A Problem for Duncanfactuals

Duncan Pritchard's definition of luck is anchored in a modal metric modulo a method (a little alliteration for you there).

(L1) If, an event is lucky, then it is an event that occurs in the actual world but which does not occur in a wide class of the nearest possible worlds where the relevant initial conditions for that event are the same as in the actual world. (p. 128)

He then defines a knowledge-threatening notion of luck:

Veritic EL: It is a matter of luck that the agent's belief is true.

He comments: "the agent's belief is true in the actual world, but...in a wide class of nearby possible worlds in which the relevant initial conditions are the same as in the actual world--and this will mean...that the agent at the very least forms the same belief in the same way as in the actual world..." (146, emphasis added).

I think the holding fixed part needs to be made explicit, so I define a "Duncanfactual" functor "D-->" as follows.

D--> =df In a sufficiently wide class of worlds in which S believes p via M (where M is the method by which S comes to believe p in the actual world), S's belief that p is false.

When you seek to know that p, you want the Duncanfactual to be false, for if it's true, then, chances are, you don't know, since you're subject to Veritic Epistemic Luck.

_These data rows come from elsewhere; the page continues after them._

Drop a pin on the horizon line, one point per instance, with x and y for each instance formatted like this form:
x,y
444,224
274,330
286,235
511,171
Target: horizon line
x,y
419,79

Now I want to raise a concern for Duncanfactuals which Jon Kvanvig raises for other Safety-based theories in his Value of Knowledge book. In a discussion of Sosa Safety beginning on p. 134 of that book, Jon points out that the mere *truth* of the counterfactuals isn't really relevant, for they could be made true or false by a demon in such a way that their truth really had no connection to my cognition.

The reply he considers is that what's really doing the work is the *explanation* of why the counterfactuals turn out why they do. This might go well for virtue theorists like Sosa and Greco, since their views are really views about factors in cognitive agents which explain the truth of the relevant counterfactuals. (Jon then goes on to give counterexamples to Sosa Safety, counterexamples to which Duncan responds and about which I'll comment in another post.)

The point I want to note here is that Duncan explicitly eschews having explanatory factors in the analysis of knowledge.

P. 192: "For whilest the safety-based theorist might no doubt wish to tell an explanatory story about how creatures such a ourselves come to have safe true beliefs that makes essential reference to the cognitive faculties and the epistemic virtues, she does not define knowledge in terms of these cognitive traits as the agent reliabilist does."

I'm not sure this is a good move, because I'm not sure a non-explanatory definition counts as an analysis. Mere extentional equivalence does not a good definition make as Socrates' example of "featherless bipeds" makes clear. When Earl Conee goes through various analyses of knowledge in a survey of epistemology course, he writes on the board for each one "S knows p if and only if and because..." The first time I saw that I didn't understand what was going on grammatically.

The idea is that in an *analysis* of an evaluative concept the "iff" part isn't enough. To distinguish between the analysandum and the analyisans there needs to be some asymmetry. One asymmetry would be that one side possesses an evaluative term and the other does not. But this asymmetry is, I take it, in part because the non-evaluative concepts shed light on the evaluative ones. I don't think it's *just* a matter of honoring a supervenience thesis.

I think there are ways of avoiding this problem, by going functionalist for example, but I don't think that's what Duncan wants to do. It seems to me at this point, then, that there's something important missing in Duncan's definition.